情景「プールサイド」

2023/10/26

深まりゆく秋

各地から秋便りが届いてきます。大雪山や青森・酸ヶ湯温泉から初冠雪と紅葉の対比が、秋田ほか多くの地から冬ごもりを前にした熊騒動が、錦秋の北アルプスからは山小屋仕舞いに勤しむ小屋番の様子が、と、深まりゆく秋を感じさせてくれる映像の数々です。郷の庭も染井吉野の落葉が進み、欅はすっかり秋色、早くに色付きを見せた錦木は本格的に朱に染まってきました。焼き芋に手がのびるようにもなりました。食欲の、スポーツの、芸術の、読書の、行楽の、と秋は何をするにも相応しい。澄み渡る秋空の下、今日は何をしましょうか。

 

(以下、柴橋さん投稿です。)

先週は、10月も半ば過ぎなのにまだツユクサが咲いていることを紹介しましたが、もっと驚いたのは、春の七草の一つであるハコベの花が咲いているのを見つけたことです。茎が緑ですからミドリハコベ(緑蘩縷)でしょうか。花弁の切れ込みが深いので花弁が10枚の様に見えますが、2枚1組ですから5枚です。星型の配置だなと思ったら、学名は星(ステラ)に由来するステラリアというのだと知りました。

 

ツユクサ(露草)は、若い果実となりました。巣から雛がちょっぴり顔を出して外を覗いている様な光景です。

 

秋は実りの季節です。でもまだ熟していない段階だと、「らしい」状態にはなりきっていません。黄色の果皮が割れて中から鮮やかな赤い種子が現れるのが「らしい」姿のこの果実は、ツルウメモドキ(蔓梅擬)。先端に残っている花柱が「らしい」姿の一つです。驚いたのは、黒い半球状の冬芽。果実が熟す前のこの時期にもう出ているのですね。

 

赤から熟すと薄緑に変わったのがヌルデの果実(2023/10/12)でしたが、はて、写真のこの果実の色の変化の順番は如何に。緑が赤みを帯び始め、やがては黒紫色へと変わって行きます。旧第一病舎南のシャリンバイ(車輪梅)です。

 

同じ旧第一病舎南のネズミモチ(鼠黐)の果実は、緑からいきなり黒紫色へと変化中です。この果実がネズミの糞に似ているからというのが、名前の由来だと言うのですが…

 

薄緑から紫へのこの微妙な色合いの変化が素敵です。正門から入って左手に進んだ所のユズリハ(譲葉)です。これもやがては黒紫色になります。冬芽も見えていますね。

 

多彩な色となれば、これでしょう。ノブドウ(野葡萄)の果実です。名前にブドウと付いていますが、房にはならず、果肉も少ないし食用にはならないそうです。

 

薄緑色は既に熟して薄褐色となりました。プール準備棟正面の門から入って左側のハゼノキ(櫨の木)の果実です。
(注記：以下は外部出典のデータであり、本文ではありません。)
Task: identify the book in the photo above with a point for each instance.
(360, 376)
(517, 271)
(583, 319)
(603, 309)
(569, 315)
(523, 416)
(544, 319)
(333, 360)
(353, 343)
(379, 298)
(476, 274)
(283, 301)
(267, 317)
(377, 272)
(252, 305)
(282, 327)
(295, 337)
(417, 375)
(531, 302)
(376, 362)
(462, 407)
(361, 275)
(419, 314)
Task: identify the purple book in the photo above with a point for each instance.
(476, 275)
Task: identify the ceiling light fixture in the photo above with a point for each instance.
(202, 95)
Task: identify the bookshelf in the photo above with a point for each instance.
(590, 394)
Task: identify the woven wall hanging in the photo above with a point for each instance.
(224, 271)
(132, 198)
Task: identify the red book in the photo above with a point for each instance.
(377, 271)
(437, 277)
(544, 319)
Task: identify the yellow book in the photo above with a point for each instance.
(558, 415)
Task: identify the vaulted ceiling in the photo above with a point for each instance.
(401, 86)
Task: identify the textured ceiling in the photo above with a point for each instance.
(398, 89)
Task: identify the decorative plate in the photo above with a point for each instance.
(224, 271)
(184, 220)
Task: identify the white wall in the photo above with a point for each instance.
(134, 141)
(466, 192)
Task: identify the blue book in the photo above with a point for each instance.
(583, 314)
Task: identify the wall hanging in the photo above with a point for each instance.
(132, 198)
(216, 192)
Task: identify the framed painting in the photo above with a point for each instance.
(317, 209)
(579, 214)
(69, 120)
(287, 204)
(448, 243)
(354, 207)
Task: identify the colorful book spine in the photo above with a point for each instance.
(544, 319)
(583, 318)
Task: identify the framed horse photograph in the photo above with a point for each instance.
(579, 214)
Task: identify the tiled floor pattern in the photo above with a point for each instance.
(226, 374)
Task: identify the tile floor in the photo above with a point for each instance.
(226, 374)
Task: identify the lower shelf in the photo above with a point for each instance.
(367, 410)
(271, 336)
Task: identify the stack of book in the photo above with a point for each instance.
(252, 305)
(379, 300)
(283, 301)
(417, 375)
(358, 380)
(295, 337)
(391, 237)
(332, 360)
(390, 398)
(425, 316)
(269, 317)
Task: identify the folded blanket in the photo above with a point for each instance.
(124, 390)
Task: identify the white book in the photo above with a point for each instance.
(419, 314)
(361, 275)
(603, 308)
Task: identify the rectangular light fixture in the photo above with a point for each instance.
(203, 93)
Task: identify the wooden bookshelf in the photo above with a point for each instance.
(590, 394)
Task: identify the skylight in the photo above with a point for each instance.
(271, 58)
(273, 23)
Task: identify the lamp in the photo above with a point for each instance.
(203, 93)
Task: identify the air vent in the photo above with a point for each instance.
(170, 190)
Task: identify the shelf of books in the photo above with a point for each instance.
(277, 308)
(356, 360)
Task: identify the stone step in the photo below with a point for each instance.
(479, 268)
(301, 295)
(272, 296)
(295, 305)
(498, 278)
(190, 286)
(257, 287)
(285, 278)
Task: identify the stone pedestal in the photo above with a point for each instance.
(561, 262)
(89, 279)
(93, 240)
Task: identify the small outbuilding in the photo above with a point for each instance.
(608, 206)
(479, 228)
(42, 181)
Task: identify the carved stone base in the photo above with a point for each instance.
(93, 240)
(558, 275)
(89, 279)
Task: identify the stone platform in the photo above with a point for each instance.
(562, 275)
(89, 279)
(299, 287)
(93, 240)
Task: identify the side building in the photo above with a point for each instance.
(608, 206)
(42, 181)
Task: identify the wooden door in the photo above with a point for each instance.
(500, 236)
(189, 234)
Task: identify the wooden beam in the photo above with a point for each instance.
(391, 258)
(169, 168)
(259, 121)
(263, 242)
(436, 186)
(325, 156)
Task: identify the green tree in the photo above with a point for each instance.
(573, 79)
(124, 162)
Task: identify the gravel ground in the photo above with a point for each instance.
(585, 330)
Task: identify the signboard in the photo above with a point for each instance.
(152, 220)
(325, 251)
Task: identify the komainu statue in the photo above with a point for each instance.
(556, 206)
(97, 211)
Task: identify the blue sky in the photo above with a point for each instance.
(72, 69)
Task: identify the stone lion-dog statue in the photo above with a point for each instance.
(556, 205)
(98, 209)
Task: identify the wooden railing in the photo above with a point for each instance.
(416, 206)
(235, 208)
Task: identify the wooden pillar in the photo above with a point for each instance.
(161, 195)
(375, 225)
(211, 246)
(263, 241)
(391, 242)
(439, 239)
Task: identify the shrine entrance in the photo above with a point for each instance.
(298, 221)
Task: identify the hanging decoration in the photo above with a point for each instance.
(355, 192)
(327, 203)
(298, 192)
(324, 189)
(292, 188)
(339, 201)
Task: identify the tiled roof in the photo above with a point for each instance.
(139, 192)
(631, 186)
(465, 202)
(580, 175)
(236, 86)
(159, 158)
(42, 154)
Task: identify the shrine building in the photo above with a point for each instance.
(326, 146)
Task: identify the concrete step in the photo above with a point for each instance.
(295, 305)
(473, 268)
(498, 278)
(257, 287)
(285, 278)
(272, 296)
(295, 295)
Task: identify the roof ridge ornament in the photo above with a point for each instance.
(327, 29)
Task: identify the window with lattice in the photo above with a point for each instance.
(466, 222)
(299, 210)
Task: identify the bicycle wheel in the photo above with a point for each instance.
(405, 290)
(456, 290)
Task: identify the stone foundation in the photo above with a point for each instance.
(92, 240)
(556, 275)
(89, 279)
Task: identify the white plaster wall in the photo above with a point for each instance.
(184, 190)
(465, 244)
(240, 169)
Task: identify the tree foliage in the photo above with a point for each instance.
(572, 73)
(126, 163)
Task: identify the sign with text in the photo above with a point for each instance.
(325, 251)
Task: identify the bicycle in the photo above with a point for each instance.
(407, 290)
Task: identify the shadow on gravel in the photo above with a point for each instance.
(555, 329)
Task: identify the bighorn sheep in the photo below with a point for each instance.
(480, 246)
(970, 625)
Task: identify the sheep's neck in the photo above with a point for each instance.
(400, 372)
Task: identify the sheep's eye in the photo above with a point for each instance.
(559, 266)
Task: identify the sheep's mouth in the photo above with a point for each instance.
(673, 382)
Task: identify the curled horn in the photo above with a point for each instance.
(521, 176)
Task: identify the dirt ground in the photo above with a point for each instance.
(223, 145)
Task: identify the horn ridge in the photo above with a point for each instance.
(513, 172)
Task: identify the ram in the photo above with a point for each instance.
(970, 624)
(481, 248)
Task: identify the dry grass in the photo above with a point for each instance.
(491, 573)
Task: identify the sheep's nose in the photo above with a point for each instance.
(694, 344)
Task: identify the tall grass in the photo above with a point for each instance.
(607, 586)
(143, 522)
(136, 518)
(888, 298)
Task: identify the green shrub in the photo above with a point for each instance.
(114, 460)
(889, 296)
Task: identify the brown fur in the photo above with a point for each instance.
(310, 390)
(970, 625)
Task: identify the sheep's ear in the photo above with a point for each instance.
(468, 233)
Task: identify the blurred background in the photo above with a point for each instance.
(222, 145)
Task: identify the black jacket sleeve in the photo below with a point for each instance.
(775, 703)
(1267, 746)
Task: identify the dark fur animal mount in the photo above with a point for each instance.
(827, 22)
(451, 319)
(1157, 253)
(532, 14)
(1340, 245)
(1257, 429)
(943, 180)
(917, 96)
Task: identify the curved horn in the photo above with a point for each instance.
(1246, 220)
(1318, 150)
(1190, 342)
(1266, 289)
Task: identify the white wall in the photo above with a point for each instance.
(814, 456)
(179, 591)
この果実から採取される脂肪から、和蝋燭が作られていたのだとか。クレヨンにも利用されていたそうです。そう言えば、確かにクレヨンは撥水性ですね。

 

見上げると、正門脇の松にオナガ(尾長)が、名前の通り、長い尾を棚引かせて優雅に飛来しました。飛ぶ姿はエレガントなれども、その姿にはそぐわない鳴き声の持ち主です。カラスの仲間と知れば、それも納得…

 

番外編です。プールへ来る時の道すがら、郷のまっすぐ南の海の砂浜で見つけたアカザ(藜)です。特段何も珍しくは見えない草なのですが、今の時期、茎が少しゴツゴツした様になっています。念のために近寄って接写すべく、ファインダーを覗いて驚きました。まるでお砂糖にまぶした小さな可愛いお菓子ではありませんか。花が咲き終えた後の果実の姿です。